Thank you to Netgalley and Doubleday Books for an advanced copy. All opinions are my own. This book is scheduled to be published in March and can be preordered HERE.
I remember watching a TV show about the Romanovs when I was a very little girl. It had to be before 1992, because I vividly recall watching it with my grandmother. Over the last couple of years, I’ve furiously googled to find it – it was a 60 Minutes type show – but I’ve come up empty handed. My interest in the Romanovs was sparked then but sadly, my knowledge of their lives and deaths pretty much stopped with that viewing. I’ve no doubt that I’m going to be digging into more Romanov stories this year, given that the 100 year anniversary of their assassination is this summer.
I’ve collected a nonfiction book or two about the Romanovs over the years, but I haven’t actually dived in and read them. When I saw this fiction title, I jumped at the opportunity to read it. Historical fiction is so much more accessible for me and I’m generally okay knowing that authors take some artistic liberties with their stories.
The Anastasia of the title refers to Anastasia Romanov, the youngest daughter of the last royal family in Russia. In 1917, the family was overthrown by the Bolshevik troops and cast into Siberia – essentially isolated from their family and their beautiful home. In 1918, the entire family and the last few devoted household staff were taken into a basement and murdered by a firing squad.
In the 1920s, a woman came forward and claimed that Anastasia survived that horrific night. Anna Anderson sought to be recognized as the Russian Grand Duchess, which would have guaranteed her a comfortable life provided by the royal families scattered across Europe.

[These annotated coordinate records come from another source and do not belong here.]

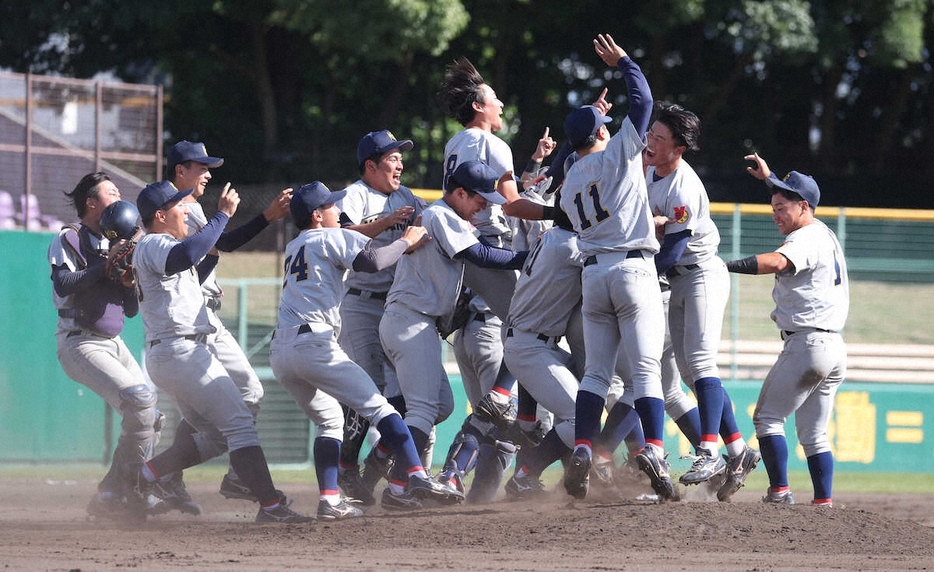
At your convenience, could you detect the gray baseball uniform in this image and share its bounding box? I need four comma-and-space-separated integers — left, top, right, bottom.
48, 226, 160, 499
504, 228, 584, 448
337, 180, 426, 397
561, 117, 665, 402
133, 233, 259, 461
186, 202, 265, 416
269, 228, 406, 440
753, 220, 850, 446
379, 200, 478, 435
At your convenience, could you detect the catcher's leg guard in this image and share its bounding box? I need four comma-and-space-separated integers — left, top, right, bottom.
340, 405, 370, 467
467, 441, 516, 504
441, 427, 480, 478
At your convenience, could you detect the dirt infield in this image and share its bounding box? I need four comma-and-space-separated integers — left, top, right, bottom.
0, 479, 934, 572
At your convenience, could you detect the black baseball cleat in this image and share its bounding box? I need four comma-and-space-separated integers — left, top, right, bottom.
564, 447, 592, 499
405, 475, 464, 504
256, 502, 315, 524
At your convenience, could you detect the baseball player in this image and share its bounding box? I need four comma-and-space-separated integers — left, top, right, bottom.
439, 57, 555, 428
337, 129, 427, 505
560, 34, 674, 499
644, 103, 759, 500
269, 181, 463, 518
48, 173, 164, 517
504, 216, 584, 498
157, 141, 291, 514
128, 181, 313, 523
726, 154, 850, 507
379, 161, 527, 496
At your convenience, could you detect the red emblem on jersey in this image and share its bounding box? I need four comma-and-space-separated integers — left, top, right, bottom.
675, 205, 691, 224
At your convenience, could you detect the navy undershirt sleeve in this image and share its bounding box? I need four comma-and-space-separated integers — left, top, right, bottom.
454, 242, 529, 270
655, 229, 691, 274
216, 213, 269, 252
616, 56, 654, 139
165, 211, 230, 276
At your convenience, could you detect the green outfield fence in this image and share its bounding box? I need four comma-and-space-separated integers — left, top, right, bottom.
0, 203, 934, 472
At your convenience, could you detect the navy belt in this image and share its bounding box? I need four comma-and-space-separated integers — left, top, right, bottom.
584, 250, 642, 266
348, 288, 389, 302
149, 334, 203, 348
506, 328, 561, 343
782, 328, 834, 337
665, 264, 700, 278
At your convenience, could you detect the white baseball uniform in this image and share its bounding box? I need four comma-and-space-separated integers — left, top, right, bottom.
379, 200, 478, 435
753, 220, 850, 457
269, 228, 404, 440
337, 180, 426, 397
560, 116, 665, 399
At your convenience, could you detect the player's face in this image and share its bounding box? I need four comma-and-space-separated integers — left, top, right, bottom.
318, 203, 341, 228
772, 193, 808, 234
643, 121, 683, 167
175, 162, 211, 199
156, 201, 188, 240
87, 181, 120, 219
477, 84, 505, 133
366, 151, 403, 195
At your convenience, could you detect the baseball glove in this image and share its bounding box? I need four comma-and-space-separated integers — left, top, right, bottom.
104, 227, 143, 283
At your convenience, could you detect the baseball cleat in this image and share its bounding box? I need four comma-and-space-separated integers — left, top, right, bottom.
636, 446, 677, 501
678, 449, 726, 485
152, 471, 202, 516
405, 475, 464, 504
717, 445, 762, 502
318, 499, 363, 520
337, 468, 376, 506
438, 471, 466, 495
762, 489, 795, 504
256, 502, 315, 524
380, 487, 422, 510
505, 475, 545, 500
360, 447, 392, 501
88, 493, 127, 519
564, 447, 591, 499
473, 393, 516, 431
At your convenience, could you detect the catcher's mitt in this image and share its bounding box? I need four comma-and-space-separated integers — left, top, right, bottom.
104, 227, 143, 283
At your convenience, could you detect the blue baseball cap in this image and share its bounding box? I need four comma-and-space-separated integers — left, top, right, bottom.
357, 129, 415, 166
136, 181, 194, 219
564, 105, 613, 147
444, 161, 506, 205
289, 181, 347, 228
768, 171, 820, 208
166, 141, 224, 169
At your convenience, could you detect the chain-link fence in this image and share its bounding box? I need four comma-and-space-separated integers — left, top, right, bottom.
0, 72, 162, 230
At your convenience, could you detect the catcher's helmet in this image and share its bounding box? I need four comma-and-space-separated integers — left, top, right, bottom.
101, 201, 139, 240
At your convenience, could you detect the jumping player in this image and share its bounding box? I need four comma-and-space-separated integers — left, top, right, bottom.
269, 181, 463, 519
379, 161, 528, 496
48, 173, 164, 517
726, 154, 850, 506
644, 103, 759, 500
128, 181, 313, 523
337, 129, 427, 505
560, 34, 674, 499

Many people had their doubts that Anna was actually Anastasia, but there were a few people who were convinced otherwise.
Lawhon beautifully utilizes dual timelines to tell both of their stories. Anna’s begins in the 1970s and works her way back to the early 1900s. We see how she struggles to share her story and to survive in a world that seems hell-bent on keeping her away from what was hers. Anastasia’s story starts with her family being overthrown in 1917 and leads to the night of their murders in 1918. The stories meet in the middle.
I was worried that I was going to get confused with the multiple timelines headed in
different directions, but Lawhon carefully guides the reader through the tangled web. Anastasia’s timeline felt perfect to me – there was enough information to ensure that I really knew and understood her day-to-day life in captivity. Anna’s timeline, 1970 back to 1920ish, felt a bit more rushed and confusing. I found myself wishing that I could spend more time exploring different aspects of her life, despite knowing that there was a lot of ground to cover in order to reach the 20s!
Overall, I really enjoyed this book. Once I was about 1/3 through it, I had a really hard time putting it down. It helped me understand the history of the Romanovs a bit more, which was a fascinating time. It also sparked an interest in Russian history and literature that has been lurking just beneath the surface. I hope to tackle some difficult books this year, and those include nonfiction books on the Romanovs and other Russian Imperialists, as well as some nonfiction classic literature.
I loved seeing how the author fit these two stories together. I was torn between wanting to believe that Anna was Anastasia and doubting her story. I also spent the story wondering whether she would resolve the mystery or leave it to the reader’s interpretation. Because that was part of the fun for me, I won’t tell you which happened, but I will say that I was very happy with the way that it ended!
A bonus for the history geeks out there: if you happen to watch The House of Windsor on Netflix, there is a bit more Romanov history and a glimpse of a current Princess Olga – a descendant of Anastasia’s uncle. I squealed in delight when I saw her and her home!